En casa todo volvió a ser como al principio. Los niños siguieron jugando conmigo, pero a escondidas, y Jalim acentuó su aparente indiferencia, cosa que, aunque parezca imposible, ocurre algunas veces. La calidad de los residuos de las escudillas se redujo, de nuevo, drásticamente. La percepción de decadencia y, sobre todo, el hecho de considerarme a mí mismo responsable de ella me sumieron en una melancolía abismal. Esta depresión sin respiro me humillaba aún más ante Yusuf, quien, en el fondo, se mostraba satisfecho de mi desventura y ya volvía a pegar a Maymún cada vez que el niño me ofrecía su frente para que se la besara. La razón aducida: un supuesto origen genital de su voluntad, la cual, en contraposición a la facultad residenciada en el cerebro, equivale, según me enseñó Él, a lo que algunos llaman libre albedrío. A veces, Yusuf me miraba con fijación y, solazándose en mi tristeza, soltaba una carcajada estruendosa, abriendo la boca como un hipopótamo, sin importarle aquella manifestación gratuita de su pobreza dental. Tal parecía que me reprochaba una supuesta soberbia de antaño que bien sabe el Dios de los hombres que nunca sufrí; si acaso, un justo, honesto y sano orgullo de haber sido capaz de superar esta, mi condición animal, que arrastro como un lacerante estigma del pecado primigenio. Lo odié. Reconozco que lo odié. Con todas mis fuerzas. Lo odié hasta estrujar el cerebro para encontrar en algún inexplorado rincón de la masa encefálica cualquier recurso maléfico que sirviera a mis propósitos de torturarle. No lo encontré. Él, el hombre del mostacho blanco, no me había preparado para ello. Sin embargo, Yusuf siguió con sus palizas sobre Maymún, al que comenzó a llevar a la tenería para que, junto a mí, pudiera degustar el olor de las vísceras podridas secándose al sol.
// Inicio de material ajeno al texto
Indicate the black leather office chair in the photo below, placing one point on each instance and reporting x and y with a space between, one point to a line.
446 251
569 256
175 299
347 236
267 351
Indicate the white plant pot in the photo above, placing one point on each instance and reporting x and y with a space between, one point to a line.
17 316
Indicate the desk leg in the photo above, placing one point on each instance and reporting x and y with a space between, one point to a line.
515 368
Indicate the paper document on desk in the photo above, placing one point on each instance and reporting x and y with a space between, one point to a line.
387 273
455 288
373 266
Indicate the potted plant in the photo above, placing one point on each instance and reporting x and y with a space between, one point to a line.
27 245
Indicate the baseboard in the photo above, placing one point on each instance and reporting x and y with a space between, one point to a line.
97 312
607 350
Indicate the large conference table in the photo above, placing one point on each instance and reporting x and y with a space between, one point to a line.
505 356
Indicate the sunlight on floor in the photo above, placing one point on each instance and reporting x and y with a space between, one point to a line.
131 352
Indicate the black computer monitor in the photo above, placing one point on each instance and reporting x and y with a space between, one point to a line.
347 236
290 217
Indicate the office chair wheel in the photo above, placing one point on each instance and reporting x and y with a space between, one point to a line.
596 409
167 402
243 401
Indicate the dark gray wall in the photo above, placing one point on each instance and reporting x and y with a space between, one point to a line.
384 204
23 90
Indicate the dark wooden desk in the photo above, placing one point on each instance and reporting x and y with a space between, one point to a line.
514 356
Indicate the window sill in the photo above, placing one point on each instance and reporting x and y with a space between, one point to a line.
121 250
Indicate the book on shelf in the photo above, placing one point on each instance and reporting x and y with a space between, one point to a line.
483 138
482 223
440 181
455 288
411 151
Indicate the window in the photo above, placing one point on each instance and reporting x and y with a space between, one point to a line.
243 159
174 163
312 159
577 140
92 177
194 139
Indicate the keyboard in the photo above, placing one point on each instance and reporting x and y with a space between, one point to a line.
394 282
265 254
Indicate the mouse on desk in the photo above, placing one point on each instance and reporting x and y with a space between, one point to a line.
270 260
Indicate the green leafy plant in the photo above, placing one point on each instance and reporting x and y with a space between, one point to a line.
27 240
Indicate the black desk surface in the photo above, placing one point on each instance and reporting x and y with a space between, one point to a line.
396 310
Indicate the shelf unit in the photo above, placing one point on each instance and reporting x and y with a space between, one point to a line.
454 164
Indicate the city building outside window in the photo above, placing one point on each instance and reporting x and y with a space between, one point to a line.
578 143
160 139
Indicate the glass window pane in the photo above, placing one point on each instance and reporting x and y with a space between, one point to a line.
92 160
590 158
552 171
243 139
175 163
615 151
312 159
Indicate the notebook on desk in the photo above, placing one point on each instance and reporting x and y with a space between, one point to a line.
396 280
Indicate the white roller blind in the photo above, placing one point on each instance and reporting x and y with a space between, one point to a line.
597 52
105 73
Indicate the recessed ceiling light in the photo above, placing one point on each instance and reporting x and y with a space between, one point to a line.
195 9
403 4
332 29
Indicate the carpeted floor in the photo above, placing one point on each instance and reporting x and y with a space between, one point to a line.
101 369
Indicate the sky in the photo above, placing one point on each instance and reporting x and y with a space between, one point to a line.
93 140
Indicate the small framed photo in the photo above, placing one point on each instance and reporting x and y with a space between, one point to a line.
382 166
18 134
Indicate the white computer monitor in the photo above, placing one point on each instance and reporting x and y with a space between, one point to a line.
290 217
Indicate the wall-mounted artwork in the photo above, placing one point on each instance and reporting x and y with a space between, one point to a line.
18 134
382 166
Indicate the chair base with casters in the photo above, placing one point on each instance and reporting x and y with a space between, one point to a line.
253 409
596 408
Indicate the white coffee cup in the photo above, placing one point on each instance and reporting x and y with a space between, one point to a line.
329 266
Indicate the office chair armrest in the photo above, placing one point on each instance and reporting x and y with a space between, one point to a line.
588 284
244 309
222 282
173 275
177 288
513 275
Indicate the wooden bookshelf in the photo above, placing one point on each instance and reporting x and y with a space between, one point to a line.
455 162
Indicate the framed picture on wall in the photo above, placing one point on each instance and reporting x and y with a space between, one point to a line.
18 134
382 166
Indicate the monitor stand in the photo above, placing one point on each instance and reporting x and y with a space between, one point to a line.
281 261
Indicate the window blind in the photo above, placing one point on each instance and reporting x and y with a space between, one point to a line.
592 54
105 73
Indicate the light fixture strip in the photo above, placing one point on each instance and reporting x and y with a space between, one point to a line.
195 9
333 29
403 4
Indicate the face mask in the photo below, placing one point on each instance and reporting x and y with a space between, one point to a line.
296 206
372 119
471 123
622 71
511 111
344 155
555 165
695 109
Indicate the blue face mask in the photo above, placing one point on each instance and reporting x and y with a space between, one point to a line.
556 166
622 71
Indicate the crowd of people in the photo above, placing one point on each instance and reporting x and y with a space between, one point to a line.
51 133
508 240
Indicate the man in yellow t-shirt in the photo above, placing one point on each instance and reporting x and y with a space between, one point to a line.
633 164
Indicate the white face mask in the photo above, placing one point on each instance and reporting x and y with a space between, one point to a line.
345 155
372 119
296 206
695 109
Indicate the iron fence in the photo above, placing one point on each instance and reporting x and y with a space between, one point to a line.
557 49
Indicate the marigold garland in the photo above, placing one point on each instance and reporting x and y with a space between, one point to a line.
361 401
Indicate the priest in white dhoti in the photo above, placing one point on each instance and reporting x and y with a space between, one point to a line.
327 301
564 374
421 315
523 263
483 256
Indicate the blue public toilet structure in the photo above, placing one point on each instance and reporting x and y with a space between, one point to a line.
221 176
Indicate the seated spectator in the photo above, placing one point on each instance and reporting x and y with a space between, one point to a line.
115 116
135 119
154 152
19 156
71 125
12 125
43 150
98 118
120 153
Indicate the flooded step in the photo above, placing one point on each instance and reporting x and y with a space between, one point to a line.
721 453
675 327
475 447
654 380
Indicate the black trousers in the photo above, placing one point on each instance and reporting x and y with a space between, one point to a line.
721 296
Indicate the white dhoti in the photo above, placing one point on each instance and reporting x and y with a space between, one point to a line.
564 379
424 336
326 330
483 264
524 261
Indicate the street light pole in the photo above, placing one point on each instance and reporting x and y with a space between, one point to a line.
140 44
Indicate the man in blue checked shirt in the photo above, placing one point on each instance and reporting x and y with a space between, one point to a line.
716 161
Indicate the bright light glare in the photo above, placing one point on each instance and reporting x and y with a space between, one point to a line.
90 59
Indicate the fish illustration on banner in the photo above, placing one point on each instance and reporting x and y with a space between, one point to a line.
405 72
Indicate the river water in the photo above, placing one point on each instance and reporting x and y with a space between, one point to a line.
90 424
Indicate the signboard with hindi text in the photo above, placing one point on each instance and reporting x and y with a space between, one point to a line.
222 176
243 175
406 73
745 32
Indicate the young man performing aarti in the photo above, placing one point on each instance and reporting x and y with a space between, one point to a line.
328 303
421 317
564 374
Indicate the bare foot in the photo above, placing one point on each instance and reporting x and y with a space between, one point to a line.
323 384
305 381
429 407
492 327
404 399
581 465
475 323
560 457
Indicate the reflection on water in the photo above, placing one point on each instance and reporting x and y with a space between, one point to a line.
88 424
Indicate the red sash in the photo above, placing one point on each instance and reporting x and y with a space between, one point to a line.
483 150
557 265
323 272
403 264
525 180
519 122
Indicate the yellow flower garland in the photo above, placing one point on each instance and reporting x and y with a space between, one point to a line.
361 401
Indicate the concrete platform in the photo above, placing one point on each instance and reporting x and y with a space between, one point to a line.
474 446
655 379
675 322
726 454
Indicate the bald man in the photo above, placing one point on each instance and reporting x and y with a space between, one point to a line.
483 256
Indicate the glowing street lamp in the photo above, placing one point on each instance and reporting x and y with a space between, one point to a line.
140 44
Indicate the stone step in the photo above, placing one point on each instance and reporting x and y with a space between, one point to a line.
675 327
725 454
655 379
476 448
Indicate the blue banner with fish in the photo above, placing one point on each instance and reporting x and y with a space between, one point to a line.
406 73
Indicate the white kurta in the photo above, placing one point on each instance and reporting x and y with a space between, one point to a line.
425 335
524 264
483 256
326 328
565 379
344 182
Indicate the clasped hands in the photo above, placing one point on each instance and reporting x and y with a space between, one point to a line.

Pensé que mi vida se hallaba vista para sentencia. Sin embargo, no fue así. Durante una noche de otoño, unos chillidos de orangután, amplificados con calculada saña mediante decenas de altavoces repartidos por toda la ciudad, rompieron mi sueño. Era el rugido del almuédano, quien, desde el alminar de la mezquita, convocaba a la oración. Yusuf, Jalim y sus hijos mayores también se despertaron, pero sin que, al menos en apariencia, aquel imponente vozarrón les hubiera pillado por sorpresa. Muy al contrario, se levantaron en seguida y, con una irritante docilidad, se arrodillaron en el suelo. De esta manera, mirando todos hacia la misma dirección por la que llegaban inmisericordes los cánticos beduinos, comenzaron un monótono ejercicio lumbar mientras murmuraban una cancioncilla anodina; algo así como: «Alá es grande. Creo que no hay más Dios que Alá. Creo que Mahoma es el enviado de Alá…». Yo permanecí en la penumbra de un rincón de la habitación, a la expectativa y confuso; tanto, que no advertí que el geniecillo también se había despertado y asomaba su curiosidad por encima de mis patas. Por casualidad, Jalim giró su cabeza hacia mí y me observó en silencio con un gesto de los ojos que se diría descaro. Sonrió y continuó con sus flexiones y murmullos, pero a lo largo de todo el ritual no dejó de mirarme, ora de reojo, ora abiertamente, pero siempre orando. Se estableció entre ella y Yo, entonces, una especie de comunicación eléctrica que me hinchó de placer y de esperanzas, pues venía a confirmarme que aquella aparente indiferencia con la que Jalim venía tratándome era, en realidad, no más que temor hacia Yusuf, de quien no podía olvidar su celo marital y su trágico sentido del desagravio. Me mantuve excitado durante largos minutos, con el corazón galopando dentro de mi pecho, y a mi manera me incorporé al rezo colectivo para implorar a quien procediera con el fin de que aquella especie de gnomo benefactor que habitaba en mis entrañas no me dejara en la estacada. Por fin caí extenuado sobre mi colchón de hierbas y dormí.

Durante varias noches seguidas se repitió la misma escena. Yo me acostaba impaciente, con la íntima esperanza de que, por hacerlo temprano, tal vez el almuecín se diera prisa en convocarnos. Cuando, por fin, oía el crepitar de un primer rumor a través de la megafonía, saltaba de mi lecho con rapidez para esconderme en la semipenumbra de un rincón. Desde aquel improvisado minarete extendía las patas para dejar expedito a los ojos de Jalim el prodigio que se escondía en mí y, de vez en cuando, me golpeaba el pecho con cuidado y en silencio, por mostrarle mi orgullo pero, también, mi complicidad. Jalim sonreía y, sin abandonar sus rezos, me miraba fascinada con sus grandes ojos negros. Pronto concluía el rito y nos acostábamos presos de una dulce excitación.

Una mañana, Jalim rogó a Yusuf que no me llevara a la tenería. Alguna explicación convincente dio para ello que no llegué a entender. Yusuf accedió, y luego se fue llevándose a Maymún a rastras. Sentí una pena profunda por el niño, destinado sin remedio, como Yo, a las torturas de su padre. Pero, ahora, Maymún se iba solo, llorando. Y me quedé desolado por un instante, zaherido por la idea de que la injusta fortuna que se me anunciaba iba a ser la causante de las desgracias de mi pequeño amigo. Era ley de vida, tuve al fin que suponer.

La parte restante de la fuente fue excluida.